Correspondence: Francisco Pellicer, Dirección de Investigaciones en Neurociencias, Instituto Nacional de Psiquiatría Ramón de la Fuente Muñiz, Calzada México Xochimilco 101, San Lorenzo Huipulco, Alcaldía Tlalpan, CDMX, 14370, México, Tel +52 55 41605063, Email [email protected]

Objective: Pain constitutes an essential alarm for preserving the organism’s integrity. Damage to the nervous system produces a pathological condition known as neuropathic pain.
Purpose: Blood oxygenation level-dependent (BOLD) and functional magnetic resonance imaging (fMRI) have been widely used to map neuroanatomy and the active regions of interest (ROI) of nociceptive processing. Our study explored the brain’s BOLD response in rats after thermal noxious stimulation, immediately after sciatic nerve damage and during 75 minutes after surgical lesion of the sciatic nerve.
Methods: Nine male Wistar rats were tested; the experiments were performed on a 7-Tesla /21-cm Varian Agilent system. This approach allowed, for the first time, to measure in vivo the BOLD changes in brain regions involved with the pain process: cingulated (ACC), somatosensory (S1), and insular cortices (IC), as well as thalamus (Th) and ventral tegmental area (VTA) related with acute thermal pain and during the early stages of sciatic denervation that produce neuropathic pain.
Results: During thermonociception scan, all subjects showed BOLD activation in the ROIs determined as ACC, S1, Th, IC and VTA. After denervation, these regions continued to show activation with a slow decrement in intensity for the duration of the experiment. The results suggest that these brain structures are overactive during the genesis of neuropathic pain.
Conclusion: The study shows for the first time continuous activation of the pain matrix following an acute thermal nociceptive stimulus followed by neuropathic damage. These results have given insight into the early stages of the development of neuropathic pain in vivo.
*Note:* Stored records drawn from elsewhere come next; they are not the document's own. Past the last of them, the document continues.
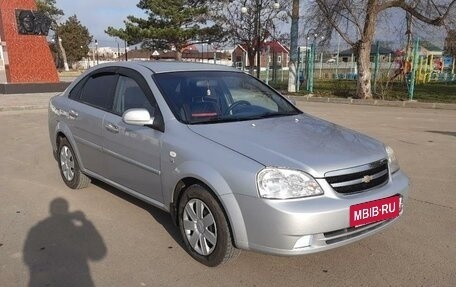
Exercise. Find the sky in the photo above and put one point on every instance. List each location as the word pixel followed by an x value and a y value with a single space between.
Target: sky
pixel 98 15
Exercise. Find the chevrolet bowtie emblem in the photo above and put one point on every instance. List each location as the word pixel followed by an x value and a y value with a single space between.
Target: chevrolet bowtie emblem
pixel 367 179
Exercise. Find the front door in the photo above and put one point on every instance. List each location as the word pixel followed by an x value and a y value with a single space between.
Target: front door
pixel 133 152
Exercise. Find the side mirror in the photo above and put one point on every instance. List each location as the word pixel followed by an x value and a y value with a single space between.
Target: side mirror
pixel 137 117
pixel 291 100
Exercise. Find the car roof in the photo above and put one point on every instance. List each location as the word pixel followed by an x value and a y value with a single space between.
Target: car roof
pixel 169 66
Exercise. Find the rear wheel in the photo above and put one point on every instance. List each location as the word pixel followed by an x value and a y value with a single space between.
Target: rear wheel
pixel 204 227
pixel 69 167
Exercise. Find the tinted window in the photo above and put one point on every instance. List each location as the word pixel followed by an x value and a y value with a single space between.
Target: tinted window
pixel 74 93
pixel 211 97
pixel 98 91
pixel 129 95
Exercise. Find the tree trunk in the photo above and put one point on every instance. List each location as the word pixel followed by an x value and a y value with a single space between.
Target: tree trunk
pixel 363 49
pixel 63 52
pixel 293 47
pixel 251 57
pixel 363 87
pixel 178 55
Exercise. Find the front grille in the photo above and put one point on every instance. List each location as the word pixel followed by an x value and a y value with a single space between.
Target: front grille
pixel 360 178
pixel 352 232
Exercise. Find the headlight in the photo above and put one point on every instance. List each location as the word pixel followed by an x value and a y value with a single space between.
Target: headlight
pixel 281 183
pixel 392 161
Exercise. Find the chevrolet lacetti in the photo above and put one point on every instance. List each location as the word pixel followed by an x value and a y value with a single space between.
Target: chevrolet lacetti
pixel 236 164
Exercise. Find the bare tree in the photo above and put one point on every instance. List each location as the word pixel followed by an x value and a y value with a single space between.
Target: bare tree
pixel 249 22
pixel 292 75
pixel 356 22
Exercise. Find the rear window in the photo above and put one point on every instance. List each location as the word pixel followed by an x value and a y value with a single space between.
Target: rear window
pixel 98 91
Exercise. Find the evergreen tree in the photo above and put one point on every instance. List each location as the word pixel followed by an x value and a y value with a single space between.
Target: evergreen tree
pixel 75 39
pixel 450 43
pixel 49 8
pixel 171 24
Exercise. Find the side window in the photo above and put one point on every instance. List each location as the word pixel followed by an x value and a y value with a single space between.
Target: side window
pixel 74 93
pixel 129 95
pixel 98 91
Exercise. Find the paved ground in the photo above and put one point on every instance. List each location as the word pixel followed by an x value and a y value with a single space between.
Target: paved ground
pixel 114 240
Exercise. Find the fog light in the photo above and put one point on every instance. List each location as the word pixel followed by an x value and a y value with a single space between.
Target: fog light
pixel 303 242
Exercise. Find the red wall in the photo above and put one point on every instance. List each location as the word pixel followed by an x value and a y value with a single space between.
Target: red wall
pixel 30 59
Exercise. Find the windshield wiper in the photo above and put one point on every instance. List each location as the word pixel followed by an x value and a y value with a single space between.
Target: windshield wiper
pixel 277 114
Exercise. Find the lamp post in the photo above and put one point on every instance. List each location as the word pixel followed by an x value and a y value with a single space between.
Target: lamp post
pixel 312 61
pixel 96 49
pixel 258 7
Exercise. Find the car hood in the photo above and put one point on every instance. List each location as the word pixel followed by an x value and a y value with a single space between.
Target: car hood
pixel 298 142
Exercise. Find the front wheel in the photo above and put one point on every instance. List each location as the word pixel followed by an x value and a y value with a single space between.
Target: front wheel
pixel 204 227
pixel 69 167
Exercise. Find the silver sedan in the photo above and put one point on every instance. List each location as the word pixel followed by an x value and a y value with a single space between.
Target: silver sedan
pixel 236 164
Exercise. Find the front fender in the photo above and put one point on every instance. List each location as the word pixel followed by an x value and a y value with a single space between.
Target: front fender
pixel 221 189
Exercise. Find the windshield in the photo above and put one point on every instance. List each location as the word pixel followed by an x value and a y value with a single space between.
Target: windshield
pixel 205 97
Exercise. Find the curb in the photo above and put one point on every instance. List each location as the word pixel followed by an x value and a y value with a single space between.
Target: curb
pixel 380 103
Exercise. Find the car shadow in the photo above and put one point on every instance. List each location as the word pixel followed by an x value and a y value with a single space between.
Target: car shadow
pixel 58 249
pixel 159 215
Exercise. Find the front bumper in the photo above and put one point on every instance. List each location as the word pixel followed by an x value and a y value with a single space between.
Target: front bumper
pixel 301 226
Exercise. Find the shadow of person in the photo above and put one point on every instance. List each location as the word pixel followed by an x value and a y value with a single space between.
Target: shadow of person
pixel 58 248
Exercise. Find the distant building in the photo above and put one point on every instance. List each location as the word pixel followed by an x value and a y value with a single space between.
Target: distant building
pixel 272 52
pixel 346 55
pixel 428 49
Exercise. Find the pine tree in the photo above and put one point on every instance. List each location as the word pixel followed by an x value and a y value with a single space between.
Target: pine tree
pixel 171 24
pixel 75 39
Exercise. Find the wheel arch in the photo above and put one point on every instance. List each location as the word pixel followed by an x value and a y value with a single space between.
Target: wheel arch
pixel 62 131
pixel 237 230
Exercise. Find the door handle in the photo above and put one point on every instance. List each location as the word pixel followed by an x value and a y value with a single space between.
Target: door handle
pixel 72 114
pixel 112 128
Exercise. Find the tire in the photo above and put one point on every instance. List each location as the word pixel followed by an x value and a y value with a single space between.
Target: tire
pixel 69 167
pixel 204 227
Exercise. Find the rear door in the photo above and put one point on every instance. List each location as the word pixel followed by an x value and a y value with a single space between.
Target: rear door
pixel 91 101
pixel 133 152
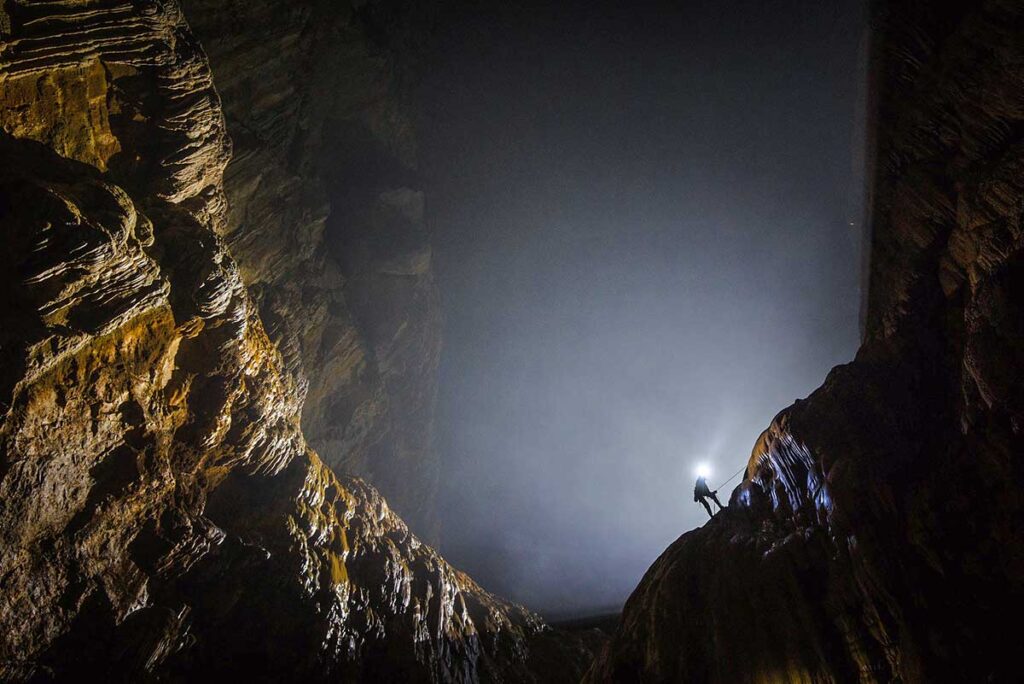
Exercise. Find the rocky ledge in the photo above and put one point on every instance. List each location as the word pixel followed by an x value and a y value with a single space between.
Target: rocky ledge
pixel 877 537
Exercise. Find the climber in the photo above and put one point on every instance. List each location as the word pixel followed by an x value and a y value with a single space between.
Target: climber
pixel 701 494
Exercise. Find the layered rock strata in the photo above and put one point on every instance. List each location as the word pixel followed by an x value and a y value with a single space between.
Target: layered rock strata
pixel 326 222
pixel 161 514
pixel 877 535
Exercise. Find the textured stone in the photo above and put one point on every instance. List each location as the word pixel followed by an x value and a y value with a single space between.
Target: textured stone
pixel 161 515
pixel 327 225
pixel 876 537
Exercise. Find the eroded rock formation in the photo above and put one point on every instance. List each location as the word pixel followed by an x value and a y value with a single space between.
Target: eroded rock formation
pixel 161 514
pixel 877 535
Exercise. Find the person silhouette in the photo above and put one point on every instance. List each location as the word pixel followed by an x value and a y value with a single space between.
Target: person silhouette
pixel 701 493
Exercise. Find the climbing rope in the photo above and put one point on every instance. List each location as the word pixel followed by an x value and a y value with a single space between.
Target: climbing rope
pixel 730 478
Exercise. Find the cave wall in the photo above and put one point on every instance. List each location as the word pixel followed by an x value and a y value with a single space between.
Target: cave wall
pixel 162 516
pixel 876 536
pixel 326 220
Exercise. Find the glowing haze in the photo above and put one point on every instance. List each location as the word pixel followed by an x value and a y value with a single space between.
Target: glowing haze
pixel 647 243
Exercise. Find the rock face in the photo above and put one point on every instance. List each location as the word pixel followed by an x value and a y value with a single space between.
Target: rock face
pixel 877 535
pixel 161 514
pixel 326 223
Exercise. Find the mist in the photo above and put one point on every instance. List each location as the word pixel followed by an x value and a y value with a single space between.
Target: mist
pixel 647 232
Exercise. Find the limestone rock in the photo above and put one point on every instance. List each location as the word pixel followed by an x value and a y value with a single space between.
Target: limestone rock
pixel 161 514
pixel 876 537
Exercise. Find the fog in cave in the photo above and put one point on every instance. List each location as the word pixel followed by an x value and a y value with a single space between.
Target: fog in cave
pixel 648 230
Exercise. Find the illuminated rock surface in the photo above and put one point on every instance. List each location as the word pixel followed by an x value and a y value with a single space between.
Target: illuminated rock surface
pixel 877 536
pixel 161 515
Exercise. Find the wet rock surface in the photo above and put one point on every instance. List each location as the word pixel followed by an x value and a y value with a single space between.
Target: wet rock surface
pixel 876 536
pixel 162 517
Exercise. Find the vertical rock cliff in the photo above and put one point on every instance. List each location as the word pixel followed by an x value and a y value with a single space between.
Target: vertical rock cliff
pixel 877 535
pixel 162 516
pixel 326 222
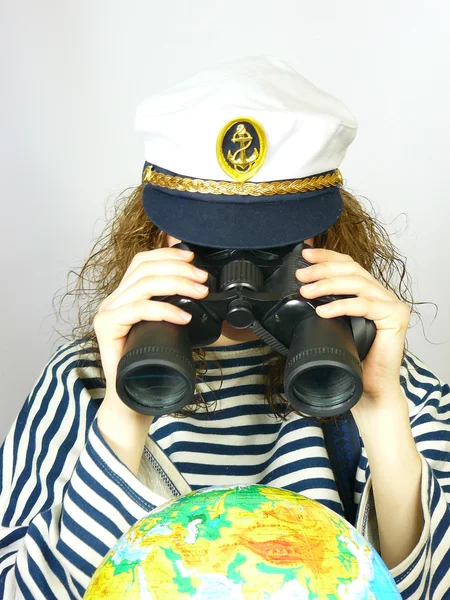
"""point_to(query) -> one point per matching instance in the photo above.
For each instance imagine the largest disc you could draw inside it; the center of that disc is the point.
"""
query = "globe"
(242, 542)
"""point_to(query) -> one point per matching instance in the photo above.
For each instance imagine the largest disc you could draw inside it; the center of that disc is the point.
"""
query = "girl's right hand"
(159, 272)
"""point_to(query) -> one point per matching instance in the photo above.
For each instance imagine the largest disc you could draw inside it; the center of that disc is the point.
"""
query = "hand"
(159, 272)
(338, 274)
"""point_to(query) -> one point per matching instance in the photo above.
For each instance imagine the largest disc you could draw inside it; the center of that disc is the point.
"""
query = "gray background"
(73, 73)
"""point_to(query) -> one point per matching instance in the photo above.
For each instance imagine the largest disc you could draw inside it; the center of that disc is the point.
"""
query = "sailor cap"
(244, 155)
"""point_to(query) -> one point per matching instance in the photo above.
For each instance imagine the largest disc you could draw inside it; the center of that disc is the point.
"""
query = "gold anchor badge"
(243, 162)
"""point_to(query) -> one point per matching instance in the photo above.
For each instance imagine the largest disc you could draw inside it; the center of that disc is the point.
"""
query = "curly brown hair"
(357, 233)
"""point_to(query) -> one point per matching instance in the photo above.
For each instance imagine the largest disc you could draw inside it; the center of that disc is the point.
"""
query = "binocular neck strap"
(267, 337)
(343, 444)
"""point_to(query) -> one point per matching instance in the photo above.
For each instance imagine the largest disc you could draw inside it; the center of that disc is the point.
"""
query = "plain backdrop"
(73, 73)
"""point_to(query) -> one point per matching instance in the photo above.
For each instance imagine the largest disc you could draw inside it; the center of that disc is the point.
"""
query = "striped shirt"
(66, 497)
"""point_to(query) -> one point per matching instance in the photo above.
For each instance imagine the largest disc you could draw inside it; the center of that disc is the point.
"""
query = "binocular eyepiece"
(255, 289)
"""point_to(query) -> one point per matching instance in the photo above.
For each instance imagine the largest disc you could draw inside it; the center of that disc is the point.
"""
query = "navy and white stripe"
(66, 497)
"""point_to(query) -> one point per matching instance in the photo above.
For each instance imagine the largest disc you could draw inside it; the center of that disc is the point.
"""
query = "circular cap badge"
(241, 148)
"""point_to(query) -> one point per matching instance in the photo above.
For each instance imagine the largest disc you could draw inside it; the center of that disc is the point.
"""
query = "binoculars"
(255, 289)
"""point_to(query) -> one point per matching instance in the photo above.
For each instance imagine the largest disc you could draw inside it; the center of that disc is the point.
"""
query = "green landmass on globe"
(242, 542)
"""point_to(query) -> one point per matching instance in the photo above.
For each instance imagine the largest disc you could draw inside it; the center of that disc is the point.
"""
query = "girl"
(79, 467)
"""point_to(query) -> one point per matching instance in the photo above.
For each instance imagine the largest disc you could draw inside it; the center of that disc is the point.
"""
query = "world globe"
(242, 542)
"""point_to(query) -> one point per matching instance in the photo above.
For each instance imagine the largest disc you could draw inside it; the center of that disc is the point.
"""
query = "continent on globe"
(242, 542)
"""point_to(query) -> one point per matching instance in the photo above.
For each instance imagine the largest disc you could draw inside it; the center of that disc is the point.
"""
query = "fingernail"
(201, 273)
(185, 316)
(200, 287)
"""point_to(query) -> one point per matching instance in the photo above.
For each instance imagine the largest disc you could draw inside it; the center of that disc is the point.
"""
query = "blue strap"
(344, 449)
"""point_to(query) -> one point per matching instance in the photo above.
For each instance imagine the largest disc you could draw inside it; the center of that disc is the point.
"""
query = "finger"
(161, 268)
(330, 269)
(351, 285)
(323, 254)
(387, 314)
(114, 324)
(157, 286)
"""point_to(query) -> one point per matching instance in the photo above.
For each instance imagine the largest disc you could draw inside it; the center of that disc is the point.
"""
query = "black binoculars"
(255, 289)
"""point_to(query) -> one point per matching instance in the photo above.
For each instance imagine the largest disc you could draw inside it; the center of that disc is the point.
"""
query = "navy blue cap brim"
(242, 222)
Keywords: fMRI, resting state, neuropathic pain, pain matrix, chronic pain, acute pain

Introduction

Pain is a complex experience that encompasses sensory, motor, autonomic and affective spheres. The experience of pain constitutes an essential alarm necessary to preserve body integrity and is key for survival. However, pain can become pathological when it stops working as an alarm and turns into an illness on its own. In this category belongs neuropathic pain, which is caused by direct damage to the somatosensory nervous system, and also involves time as a factor in the evolution to chronicity.1 This kind of pathological pain is highly disabling and represents a major distress to the individual and an important burden to the healthcare system, both socially and economically.2,3

Pain is encoded and processed in the central nervous system by a series of structures that activate or deactivate in relationship with the anticipation and processing of a harmful stimulus, instead of the concept of only one that would play the role of a pain center in the brain. The evidence obtained by pain activation in specific regions of interest (ROI) comes first from human brain neuroimaging which led to the concept of a pain matrix. Such matrix is defined as a group of brain structures that are activated with painful stimuli. The level of activation or contribution of structures in the phenomenon of pain varies, however, these structures consistently include the prefrontal cortex (PFC), the mid and anterior insulae (IC), the anterior cingulate (ACC), prefrontal and posterior parietal areas.4,5 Other areas have been described related to the affective, cognitive and somatic components of the painful experience. Some of these include the thalamus (Th), the primary (S1) and secondary (S2) somatosensory cortices, and the dorsolateral prefrontal cortex.6–11 These same structures have also been reported to be activated in neuropathic pain.12 Furthermore, there is evidence from a neuropathic pain model in the rat that identifies the role of the ventral tegmental area (VTA) as a site of inhibitory modulation that is exerted through its monosynaptic projections in structures such as ACC, IC. by this. We, therefore, included the VTA as a region of interest in this study.13,14

In experiments developed later, the same brain structures have been observed in animal models of pain with acute diverse noxious stimuli (electrical, chemical, thermal and mechanical) employing functional magnetic resonance imaging (fMRI),15–23 in combination with blood oxygenation level-dependent (BOLD), have been a fundamental tool for the study of brain areas related to the processing of different sensory stimulation.24 It has been documented by Zhao’s group21–23 that the increase in the level of oxygenation detected in the different brain ROIs is related to the frequency of nociceptive neuronal stimulation, which weighs and validates with high specificity and sensitivity these changes in intensity related to the stimulation.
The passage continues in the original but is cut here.